🧠 Why does DeepSeek-OCR not use Multi-Head Latent Attention (MLA)?
Hi DeepSeek team 👋,
First of all, thank you for releasing DeepSeek-OCR — it’s an impressive and elegant vision-to-text model.
While exploring the model architecture and configuration files (config.json), I noticed that Multi-Head Latent Attention (MLA) is default enabled in this OCR model.
Questions
Could you please share some insights into why MLA was not used in DeepSeek-OCR?
- Was it due to compatibility issues between MLA and the vision encoder–decoder pipeline?
- Or did MLA not provide practical benefits in the OCR setting (e.g., shorter sequence lengths or the main bottleneck lying elsewhere)?
- Is there any plan to integrate MLA into future versions of DeepSeek-OCR to improve inference efficiency?

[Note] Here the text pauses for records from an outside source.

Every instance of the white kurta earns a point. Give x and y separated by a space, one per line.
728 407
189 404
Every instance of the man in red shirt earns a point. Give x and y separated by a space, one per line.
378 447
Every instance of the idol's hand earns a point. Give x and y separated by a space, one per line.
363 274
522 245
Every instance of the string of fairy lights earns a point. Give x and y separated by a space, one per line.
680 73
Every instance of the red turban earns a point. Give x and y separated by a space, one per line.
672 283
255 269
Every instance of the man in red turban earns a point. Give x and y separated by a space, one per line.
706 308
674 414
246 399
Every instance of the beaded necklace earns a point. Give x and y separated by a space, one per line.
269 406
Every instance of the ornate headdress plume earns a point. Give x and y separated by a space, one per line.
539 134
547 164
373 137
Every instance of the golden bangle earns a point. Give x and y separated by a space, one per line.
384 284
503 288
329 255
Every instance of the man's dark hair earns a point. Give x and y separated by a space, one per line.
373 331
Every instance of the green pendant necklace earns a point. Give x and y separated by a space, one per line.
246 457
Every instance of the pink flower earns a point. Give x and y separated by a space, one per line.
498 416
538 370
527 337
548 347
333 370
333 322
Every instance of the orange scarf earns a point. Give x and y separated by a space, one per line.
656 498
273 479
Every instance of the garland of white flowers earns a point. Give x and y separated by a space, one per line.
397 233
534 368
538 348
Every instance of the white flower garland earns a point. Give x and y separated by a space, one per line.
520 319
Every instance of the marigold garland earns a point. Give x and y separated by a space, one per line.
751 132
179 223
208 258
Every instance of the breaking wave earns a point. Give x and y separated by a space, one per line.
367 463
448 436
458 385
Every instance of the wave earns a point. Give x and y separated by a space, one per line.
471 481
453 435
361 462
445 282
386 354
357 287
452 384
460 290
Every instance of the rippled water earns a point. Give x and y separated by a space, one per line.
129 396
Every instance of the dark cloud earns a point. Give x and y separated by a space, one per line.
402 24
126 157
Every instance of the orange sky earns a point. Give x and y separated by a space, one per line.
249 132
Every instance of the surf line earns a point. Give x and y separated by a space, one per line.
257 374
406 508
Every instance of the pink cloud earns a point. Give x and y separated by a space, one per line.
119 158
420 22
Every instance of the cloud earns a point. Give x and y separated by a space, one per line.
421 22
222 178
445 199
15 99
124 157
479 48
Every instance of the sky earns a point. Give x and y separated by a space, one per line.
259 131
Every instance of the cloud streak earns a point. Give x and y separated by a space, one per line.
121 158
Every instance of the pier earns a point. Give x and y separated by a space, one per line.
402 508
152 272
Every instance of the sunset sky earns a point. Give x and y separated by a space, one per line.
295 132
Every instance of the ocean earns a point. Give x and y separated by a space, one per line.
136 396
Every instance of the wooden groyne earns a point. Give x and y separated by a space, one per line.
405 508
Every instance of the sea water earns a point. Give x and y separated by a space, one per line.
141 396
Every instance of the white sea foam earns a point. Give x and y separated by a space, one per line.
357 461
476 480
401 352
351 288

I’m asking because MLA has demonstrated significant efficiency gains in your other models (e.g., DeepSeek-V2/V3), and I’m curious about the reasoning behind excluding it here.
Thanks again for your excellent work and for open-sourcing this project! 🙏
Hello,
We actually have an internal MLA-enabled version of DeepSeek-OCR.
The only reason it hasn’t been open-sourced yet is simply that I haven’t had the bandwidth to implement the code needed to convert the internal weights into the Hugging Face format.
Best regards
Hi
Hello Sir, I am currently in School (8th Grade from Pakistan) doing basic ML, any suggestions for me ?